Start with the job, not the model
A local benchmark should begin with a task a person would actually delegate. For Local Model Bench, that task is intentionally boring: inspect synthetic paperwork, select the right source files, reconcile invoice details against bank and vendor data, and produce a final audit JSON.
That job is narrower than general intelligence and broader than one prompt. It includes reading documents, following instructions, preserving input files, creating intermediate artifacts, and finishing the exact output contract.
Use synthetic data
Private-document benchmarks should not use real private documents. The clean solution is synthetic data with realistic structure: invoice scans, payment exports, vendor records, purchase orders, email notes, duplicate files, and old drafts. The data can be public, repeatable, and inspectable without leaking anyone's actual finances or workplace material.
Synthetic does not have to mean easy. A case can include withdrawn invoices, revised attachments, stale bank exports, inactive vendors, short payments, or a note that says which file is final. The important part is that the expected answer is knowable and objective.
Separate visible checks from hidden oracles
Visible checks catch the obvious problems: did the model create `audit_result.json`, is the JSON parseable, are required keys present, did it create `proof.txt`, did it leave the incoming folder unchanged? These checks are useful during development because models and runners fail in very ordinary ways.

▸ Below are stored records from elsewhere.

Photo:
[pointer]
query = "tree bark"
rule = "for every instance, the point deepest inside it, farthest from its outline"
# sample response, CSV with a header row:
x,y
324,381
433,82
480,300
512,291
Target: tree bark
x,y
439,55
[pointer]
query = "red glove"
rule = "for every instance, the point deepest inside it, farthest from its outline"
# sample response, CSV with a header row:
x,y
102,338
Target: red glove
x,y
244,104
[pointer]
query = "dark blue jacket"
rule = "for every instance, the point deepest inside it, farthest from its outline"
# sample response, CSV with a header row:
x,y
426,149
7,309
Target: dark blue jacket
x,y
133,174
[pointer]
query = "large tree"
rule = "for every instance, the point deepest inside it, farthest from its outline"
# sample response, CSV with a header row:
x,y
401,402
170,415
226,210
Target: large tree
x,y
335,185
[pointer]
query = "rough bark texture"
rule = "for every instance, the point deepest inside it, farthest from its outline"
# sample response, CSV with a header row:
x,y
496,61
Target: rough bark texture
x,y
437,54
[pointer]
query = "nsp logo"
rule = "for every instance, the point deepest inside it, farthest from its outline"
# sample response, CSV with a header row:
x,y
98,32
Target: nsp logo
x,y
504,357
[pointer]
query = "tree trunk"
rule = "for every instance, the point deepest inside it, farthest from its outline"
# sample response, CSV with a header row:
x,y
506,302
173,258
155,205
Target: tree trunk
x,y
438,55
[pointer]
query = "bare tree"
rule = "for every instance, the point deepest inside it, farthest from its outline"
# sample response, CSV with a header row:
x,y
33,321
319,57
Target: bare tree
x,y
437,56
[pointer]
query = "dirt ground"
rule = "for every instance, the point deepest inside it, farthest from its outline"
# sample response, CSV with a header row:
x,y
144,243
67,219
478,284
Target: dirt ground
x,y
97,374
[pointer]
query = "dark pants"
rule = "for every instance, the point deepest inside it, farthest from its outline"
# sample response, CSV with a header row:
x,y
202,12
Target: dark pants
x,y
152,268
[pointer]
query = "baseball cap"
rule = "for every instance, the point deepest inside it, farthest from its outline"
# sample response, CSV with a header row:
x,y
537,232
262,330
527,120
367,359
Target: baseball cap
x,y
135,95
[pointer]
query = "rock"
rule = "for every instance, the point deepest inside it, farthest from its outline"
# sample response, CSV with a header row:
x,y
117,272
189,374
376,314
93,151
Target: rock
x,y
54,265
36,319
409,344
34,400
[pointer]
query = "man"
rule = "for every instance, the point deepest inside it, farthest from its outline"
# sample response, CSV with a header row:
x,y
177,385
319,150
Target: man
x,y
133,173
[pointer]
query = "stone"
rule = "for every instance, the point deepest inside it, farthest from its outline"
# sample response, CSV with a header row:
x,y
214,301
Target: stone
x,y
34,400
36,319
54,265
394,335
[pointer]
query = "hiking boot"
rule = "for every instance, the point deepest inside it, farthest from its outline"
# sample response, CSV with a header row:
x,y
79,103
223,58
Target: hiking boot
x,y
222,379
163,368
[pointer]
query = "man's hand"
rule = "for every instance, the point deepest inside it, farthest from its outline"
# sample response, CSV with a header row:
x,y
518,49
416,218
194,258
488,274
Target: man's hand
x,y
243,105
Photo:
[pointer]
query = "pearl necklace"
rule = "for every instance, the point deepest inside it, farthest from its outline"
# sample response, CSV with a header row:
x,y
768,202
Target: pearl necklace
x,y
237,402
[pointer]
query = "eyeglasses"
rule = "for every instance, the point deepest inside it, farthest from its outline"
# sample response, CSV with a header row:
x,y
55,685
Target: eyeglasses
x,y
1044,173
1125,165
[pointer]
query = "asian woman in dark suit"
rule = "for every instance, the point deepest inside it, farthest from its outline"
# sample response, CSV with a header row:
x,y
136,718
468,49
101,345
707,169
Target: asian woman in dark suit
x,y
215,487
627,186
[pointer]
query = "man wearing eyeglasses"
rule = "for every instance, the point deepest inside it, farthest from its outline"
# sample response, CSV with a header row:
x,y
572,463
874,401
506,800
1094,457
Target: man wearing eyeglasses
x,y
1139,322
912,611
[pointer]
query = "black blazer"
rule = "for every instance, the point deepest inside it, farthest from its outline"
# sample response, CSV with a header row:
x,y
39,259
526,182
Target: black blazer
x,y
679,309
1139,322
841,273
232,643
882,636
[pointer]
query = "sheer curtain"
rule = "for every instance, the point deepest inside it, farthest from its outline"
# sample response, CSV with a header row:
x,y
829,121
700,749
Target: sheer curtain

Hidden oracles catch the actual task logic. They decide whether the model selected the corrected invoice, ignored the draft, mapped the payment to the revised document, computed the right total, and cited acceptable evidence. Without hidden oracles, a benchmark rewards neat-looking answers rather than correct outcomes.
- Visible checks: file exists, JSON parses, required fields present
- Hidden oracles: correct invoice set, warnings, totals, evidence, proof code
- Failure types: diagnostics only, not extra score inflation
- Run outputs: public enough for inspection, without exposing ground truth
Score resolved and core separately
The most important scoring split is resolved versus core. Resolved means the whole case passed: final artifact, hidden oracle, proof code, evidence, protected-folder rules, and required intermediate files. Core pass means the central audit facts were right even if exact closure failed.
That split prevents two bad interpretations. It avoids calling every near miss a total failure. It also avoids giving a model a clean win when it understood the case but produced an unusable final artifact.
Make the model handle files
A local work benchmark should not only ask for a chat answer. Real private work involves files. The model should inspect a folder, identify active sources, ignore drafts, write normalized manifests, and keep protected input folders unchanged.
This is where agentic tasks matter. A model can be good at one-shot extraction and still weak at multi-step workflow closure. The folder task tests whether the model can move from reading to organizing to final output.
Keep text-only as a diagnostic mode
Image-based document benchmarks are realistic, but they mix two problems: vision/OCR and reasoning. A text-only companion benchmark removes raw image input and gives the model normalized extracts. If a model improves sharply, the issue was probably document reading. If it still fails, the issue is workflow logic or output discipline.
That diagnostic split also gives text-only local models a fair place in the project. They should not be scored as image readers, but they can still be scored as bookkeeping and structured-output workers.
What to publish
A useful public benchmark should show more than a score. It should show the prompt, the model answer, generated artifacts, visible checks, failure labels, model/runtime settings, hardware, and enough case material for readers to understand the task. It should not publish hidden solutions directly beside the prompt.
This is the balance Local Model Bench is aiming for: transparent enough to inspect, strict enough to be meaningful, and boring enough that passing the benchmark feels like real work rather than benchmark theater.